But the general aim of the movement, giving people the courage to speak up, respectfully listening, and trying to end the violence: this is badly needed. And it’s gaining a hearing. And it’s taking the gloss off numerous public figures. So, here’s my question: What if the most glorified public event in the United States’ view of itself could also say “Me Too”?

What if World War II could be tarnished not only with the fact that the United States refused to accept the Jews whom the Nazis wanted to expel, not only with the fact that the Russians won the war, not only with the fact that the nuclear bombs were acts of mass murder not mass salvation, not only with the fact that most soldiers didn’t shoot at their assigned enemies (technically a very good thing), etc. etc., but also with the fact that World War II and its victorious liberation aftermath were massive extravaganzas of brutal rapes and gang rapes on possibly a world-record scale?

Here’s the opening of an article in the New York Times:

“The soldiers who landed in Normandy on D-Day were greeted as liberators, but by the time American G.I.’s were headed back home in late 1945, many French citizens viewed them in a very different light. In the port city of Le Havre, the mayor was bombarded with letters from angry residents complaining about drunkenness, jeep accidents, sexual assault — ‘a regime of terror,’ as one put it, imposed by bandits in uniform.’ This isn’t the ‘greatest generation’ as it has come to be depicted in popular histories. But in What Soldiers Do: Sex and the American G.I. in World War II France, the historian Mary Louise Roberts draws on French archives, American military records, wartime propaganda and other sources to advance a provocative argument: The liberation of France was ‘sold’ to soldiers not as a battle for freedom but as an erotic adventure among oversexed Frenchwomen, stirring up a ‘tsunami of male lust’ that a battered and mistrustful population often saw as a second assault on its sovereignty and dignity.”

Alice Kaplan, an historian at Yale, has written that the U.S. military tolerated rape of German women more than of French, and that seems to really be saying something — and seems to be clearly true. Meanwhile J. Robert Lilly, author of Taken by Force: Rape and American GIs in Europe in World War II, estimates that U.S. soldiers committed 14,000 rapes in France, Germany, and the United Kingdom between 1942 and 1945. Other estimates, some of which are little more than guesses, go as high as 190,000 rapes, just in Germany, just by U.S. troops.

This part of war was a part of war during the days of slaughtering Native American families, right up through the days (these ones now) of slaughtering Middle Eastern families. In recent years, it’s even been a major part of life within the U.S. military, with rapist and victim employed by the same glorious institution.
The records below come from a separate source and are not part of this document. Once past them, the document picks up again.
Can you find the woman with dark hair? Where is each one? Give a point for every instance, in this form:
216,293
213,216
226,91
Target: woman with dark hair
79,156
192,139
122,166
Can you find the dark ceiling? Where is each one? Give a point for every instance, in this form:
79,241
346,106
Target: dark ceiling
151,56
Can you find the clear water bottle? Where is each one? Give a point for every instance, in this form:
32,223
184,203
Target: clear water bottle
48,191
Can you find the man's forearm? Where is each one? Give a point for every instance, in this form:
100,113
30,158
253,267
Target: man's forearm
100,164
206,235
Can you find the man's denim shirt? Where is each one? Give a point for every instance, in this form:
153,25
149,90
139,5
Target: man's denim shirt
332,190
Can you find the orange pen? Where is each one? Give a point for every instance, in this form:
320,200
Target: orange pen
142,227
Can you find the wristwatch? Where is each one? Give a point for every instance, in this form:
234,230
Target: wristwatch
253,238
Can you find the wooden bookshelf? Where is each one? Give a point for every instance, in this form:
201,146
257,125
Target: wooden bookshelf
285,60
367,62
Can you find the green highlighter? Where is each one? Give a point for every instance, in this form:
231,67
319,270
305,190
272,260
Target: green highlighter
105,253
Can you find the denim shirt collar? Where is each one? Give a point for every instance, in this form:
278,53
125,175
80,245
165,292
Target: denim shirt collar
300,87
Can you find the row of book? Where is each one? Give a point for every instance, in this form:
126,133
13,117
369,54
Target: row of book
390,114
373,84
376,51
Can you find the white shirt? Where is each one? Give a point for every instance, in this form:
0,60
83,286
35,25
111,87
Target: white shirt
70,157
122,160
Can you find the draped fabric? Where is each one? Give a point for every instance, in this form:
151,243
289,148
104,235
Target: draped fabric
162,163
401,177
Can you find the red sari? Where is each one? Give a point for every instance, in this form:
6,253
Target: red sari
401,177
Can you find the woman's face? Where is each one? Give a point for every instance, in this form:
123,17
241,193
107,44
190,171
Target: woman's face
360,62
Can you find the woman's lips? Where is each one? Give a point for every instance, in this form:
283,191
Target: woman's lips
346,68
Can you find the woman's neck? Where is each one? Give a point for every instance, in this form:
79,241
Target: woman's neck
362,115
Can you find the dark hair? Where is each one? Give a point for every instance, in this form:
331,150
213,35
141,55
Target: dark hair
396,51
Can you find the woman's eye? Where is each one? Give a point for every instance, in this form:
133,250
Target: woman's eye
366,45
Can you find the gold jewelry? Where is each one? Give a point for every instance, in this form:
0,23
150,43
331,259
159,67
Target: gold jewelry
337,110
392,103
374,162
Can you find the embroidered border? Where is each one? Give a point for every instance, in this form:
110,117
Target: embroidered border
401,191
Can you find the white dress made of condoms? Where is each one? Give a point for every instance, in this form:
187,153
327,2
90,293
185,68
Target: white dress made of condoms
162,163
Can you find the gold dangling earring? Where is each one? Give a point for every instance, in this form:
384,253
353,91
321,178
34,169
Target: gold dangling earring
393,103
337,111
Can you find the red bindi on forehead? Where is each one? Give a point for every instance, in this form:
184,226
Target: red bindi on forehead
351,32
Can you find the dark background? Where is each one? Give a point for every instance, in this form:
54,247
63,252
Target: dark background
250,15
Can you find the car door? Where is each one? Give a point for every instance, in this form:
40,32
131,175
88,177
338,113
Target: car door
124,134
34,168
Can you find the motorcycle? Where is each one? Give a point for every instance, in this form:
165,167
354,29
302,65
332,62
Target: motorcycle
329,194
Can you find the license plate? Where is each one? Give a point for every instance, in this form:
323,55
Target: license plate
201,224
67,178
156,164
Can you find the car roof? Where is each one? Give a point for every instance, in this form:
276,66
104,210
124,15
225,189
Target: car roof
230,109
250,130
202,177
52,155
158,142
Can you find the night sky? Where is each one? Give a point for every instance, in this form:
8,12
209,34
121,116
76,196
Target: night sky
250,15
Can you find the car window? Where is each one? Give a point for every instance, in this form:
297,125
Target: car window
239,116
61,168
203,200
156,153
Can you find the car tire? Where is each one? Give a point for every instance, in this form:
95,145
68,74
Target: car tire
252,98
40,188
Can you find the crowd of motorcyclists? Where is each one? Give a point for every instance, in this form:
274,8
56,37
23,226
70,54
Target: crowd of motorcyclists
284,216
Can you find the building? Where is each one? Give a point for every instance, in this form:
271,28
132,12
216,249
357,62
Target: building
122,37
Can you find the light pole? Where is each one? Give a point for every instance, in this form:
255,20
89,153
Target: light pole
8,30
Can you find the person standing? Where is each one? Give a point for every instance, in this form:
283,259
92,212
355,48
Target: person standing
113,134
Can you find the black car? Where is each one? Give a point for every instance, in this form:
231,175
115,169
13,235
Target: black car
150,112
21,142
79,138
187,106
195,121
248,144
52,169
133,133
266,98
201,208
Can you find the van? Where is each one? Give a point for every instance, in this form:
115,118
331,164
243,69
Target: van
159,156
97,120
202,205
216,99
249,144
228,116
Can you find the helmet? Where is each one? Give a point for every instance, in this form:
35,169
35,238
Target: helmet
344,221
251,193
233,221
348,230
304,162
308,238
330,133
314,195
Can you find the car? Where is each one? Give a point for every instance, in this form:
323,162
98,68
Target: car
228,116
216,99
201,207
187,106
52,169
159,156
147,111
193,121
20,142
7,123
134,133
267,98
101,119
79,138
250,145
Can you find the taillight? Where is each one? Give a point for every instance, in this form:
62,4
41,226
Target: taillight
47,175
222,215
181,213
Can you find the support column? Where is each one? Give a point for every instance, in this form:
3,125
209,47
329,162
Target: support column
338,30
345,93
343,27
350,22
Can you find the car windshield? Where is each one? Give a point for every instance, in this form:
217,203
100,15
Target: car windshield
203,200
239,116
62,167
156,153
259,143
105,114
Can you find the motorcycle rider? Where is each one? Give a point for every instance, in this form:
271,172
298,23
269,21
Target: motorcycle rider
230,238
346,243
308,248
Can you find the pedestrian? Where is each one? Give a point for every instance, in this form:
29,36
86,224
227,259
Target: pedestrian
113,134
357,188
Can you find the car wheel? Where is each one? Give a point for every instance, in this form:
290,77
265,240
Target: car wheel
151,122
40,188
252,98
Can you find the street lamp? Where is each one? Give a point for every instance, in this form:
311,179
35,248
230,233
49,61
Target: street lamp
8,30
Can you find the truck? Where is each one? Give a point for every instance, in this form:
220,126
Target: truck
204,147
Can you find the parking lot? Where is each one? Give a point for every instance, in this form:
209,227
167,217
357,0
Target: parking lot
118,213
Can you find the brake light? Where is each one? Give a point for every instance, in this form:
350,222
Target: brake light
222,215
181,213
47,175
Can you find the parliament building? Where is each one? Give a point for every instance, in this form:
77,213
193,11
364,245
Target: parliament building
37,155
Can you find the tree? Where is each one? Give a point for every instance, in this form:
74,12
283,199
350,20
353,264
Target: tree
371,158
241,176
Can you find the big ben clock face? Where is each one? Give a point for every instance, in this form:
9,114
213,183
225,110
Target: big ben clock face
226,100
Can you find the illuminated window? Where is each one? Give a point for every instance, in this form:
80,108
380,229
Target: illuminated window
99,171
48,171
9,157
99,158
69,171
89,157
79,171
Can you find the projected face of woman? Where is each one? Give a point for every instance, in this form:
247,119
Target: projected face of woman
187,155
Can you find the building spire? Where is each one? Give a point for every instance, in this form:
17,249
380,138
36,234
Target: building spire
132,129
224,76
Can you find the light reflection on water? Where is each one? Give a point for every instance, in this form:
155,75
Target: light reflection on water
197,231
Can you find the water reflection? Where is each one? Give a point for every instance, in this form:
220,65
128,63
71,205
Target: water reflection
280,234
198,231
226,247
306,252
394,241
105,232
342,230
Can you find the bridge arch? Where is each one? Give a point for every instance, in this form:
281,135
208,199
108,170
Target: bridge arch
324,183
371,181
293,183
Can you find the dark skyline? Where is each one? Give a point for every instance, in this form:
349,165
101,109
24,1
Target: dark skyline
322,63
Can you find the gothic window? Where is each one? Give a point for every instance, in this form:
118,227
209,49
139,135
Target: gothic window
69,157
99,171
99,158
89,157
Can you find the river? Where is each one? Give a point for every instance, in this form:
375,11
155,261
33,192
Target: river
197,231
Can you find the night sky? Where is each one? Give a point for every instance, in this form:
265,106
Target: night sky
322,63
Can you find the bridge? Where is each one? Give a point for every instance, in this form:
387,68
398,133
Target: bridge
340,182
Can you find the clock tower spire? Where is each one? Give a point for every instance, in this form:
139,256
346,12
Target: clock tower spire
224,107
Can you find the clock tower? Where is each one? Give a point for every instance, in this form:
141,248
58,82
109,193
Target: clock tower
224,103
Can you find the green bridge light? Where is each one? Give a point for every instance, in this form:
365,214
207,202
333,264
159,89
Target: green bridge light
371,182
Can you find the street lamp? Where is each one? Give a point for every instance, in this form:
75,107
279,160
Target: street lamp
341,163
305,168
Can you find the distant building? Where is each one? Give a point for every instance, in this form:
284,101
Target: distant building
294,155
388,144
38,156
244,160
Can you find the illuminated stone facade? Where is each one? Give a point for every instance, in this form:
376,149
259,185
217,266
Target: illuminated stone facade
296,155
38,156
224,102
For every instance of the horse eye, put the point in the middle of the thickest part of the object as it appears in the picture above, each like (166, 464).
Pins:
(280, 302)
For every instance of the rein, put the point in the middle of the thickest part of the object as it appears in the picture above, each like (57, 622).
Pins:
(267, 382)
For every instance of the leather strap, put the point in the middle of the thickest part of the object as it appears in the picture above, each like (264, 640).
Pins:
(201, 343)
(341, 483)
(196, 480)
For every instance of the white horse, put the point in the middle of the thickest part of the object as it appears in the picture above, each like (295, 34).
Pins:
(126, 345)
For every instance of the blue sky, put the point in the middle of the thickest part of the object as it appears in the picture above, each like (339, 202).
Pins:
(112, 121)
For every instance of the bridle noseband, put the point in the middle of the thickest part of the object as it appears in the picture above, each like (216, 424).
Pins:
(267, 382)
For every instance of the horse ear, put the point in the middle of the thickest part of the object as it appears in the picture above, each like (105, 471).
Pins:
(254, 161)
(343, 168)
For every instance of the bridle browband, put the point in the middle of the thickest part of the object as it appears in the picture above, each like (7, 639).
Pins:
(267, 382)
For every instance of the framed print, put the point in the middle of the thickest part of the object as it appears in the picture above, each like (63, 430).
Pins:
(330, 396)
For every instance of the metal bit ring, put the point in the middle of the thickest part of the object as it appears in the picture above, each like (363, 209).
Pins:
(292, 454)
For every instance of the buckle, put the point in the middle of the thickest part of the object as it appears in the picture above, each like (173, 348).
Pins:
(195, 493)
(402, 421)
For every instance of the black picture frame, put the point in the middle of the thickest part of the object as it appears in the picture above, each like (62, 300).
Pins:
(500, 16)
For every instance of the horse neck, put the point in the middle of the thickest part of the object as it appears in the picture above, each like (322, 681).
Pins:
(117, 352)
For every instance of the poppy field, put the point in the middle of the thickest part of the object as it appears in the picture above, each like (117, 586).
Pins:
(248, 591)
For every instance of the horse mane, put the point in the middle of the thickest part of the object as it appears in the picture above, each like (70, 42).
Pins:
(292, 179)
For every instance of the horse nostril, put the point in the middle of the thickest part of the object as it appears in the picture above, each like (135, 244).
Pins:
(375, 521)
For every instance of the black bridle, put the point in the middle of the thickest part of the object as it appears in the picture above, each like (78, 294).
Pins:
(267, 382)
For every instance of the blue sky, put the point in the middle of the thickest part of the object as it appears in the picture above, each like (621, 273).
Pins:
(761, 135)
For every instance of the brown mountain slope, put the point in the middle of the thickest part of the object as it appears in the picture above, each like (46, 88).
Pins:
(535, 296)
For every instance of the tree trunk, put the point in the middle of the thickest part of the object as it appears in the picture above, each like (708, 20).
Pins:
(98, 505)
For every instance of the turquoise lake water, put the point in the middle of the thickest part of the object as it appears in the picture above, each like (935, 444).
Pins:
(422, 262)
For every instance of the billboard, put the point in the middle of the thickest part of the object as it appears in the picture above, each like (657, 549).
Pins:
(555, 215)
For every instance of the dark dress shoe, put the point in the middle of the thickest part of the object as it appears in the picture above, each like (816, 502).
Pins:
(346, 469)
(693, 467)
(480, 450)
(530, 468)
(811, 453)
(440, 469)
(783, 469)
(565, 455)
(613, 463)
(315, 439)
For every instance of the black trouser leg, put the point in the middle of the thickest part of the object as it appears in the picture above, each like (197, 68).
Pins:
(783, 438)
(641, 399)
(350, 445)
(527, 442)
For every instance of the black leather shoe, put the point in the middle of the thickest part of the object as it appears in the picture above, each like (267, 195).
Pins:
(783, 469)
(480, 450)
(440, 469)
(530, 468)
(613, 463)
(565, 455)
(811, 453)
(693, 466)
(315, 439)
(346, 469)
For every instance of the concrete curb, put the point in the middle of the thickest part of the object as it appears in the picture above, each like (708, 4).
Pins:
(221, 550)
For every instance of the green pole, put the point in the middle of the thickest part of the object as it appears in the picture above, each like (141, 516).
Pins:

But World War II is holy. It’s supposed to have come after the primitive and barbaric wars and prior to the high-tech, torture-chic, global-cop wars. World War II is supposed to have been the greatest thing, done by the greatest generation. If a Me Too moment can crack open a mental doorway to recognizing the worst thing humanity has ever done to itself as something less than the greatest thing ever, that will be another big contribution for Me Too.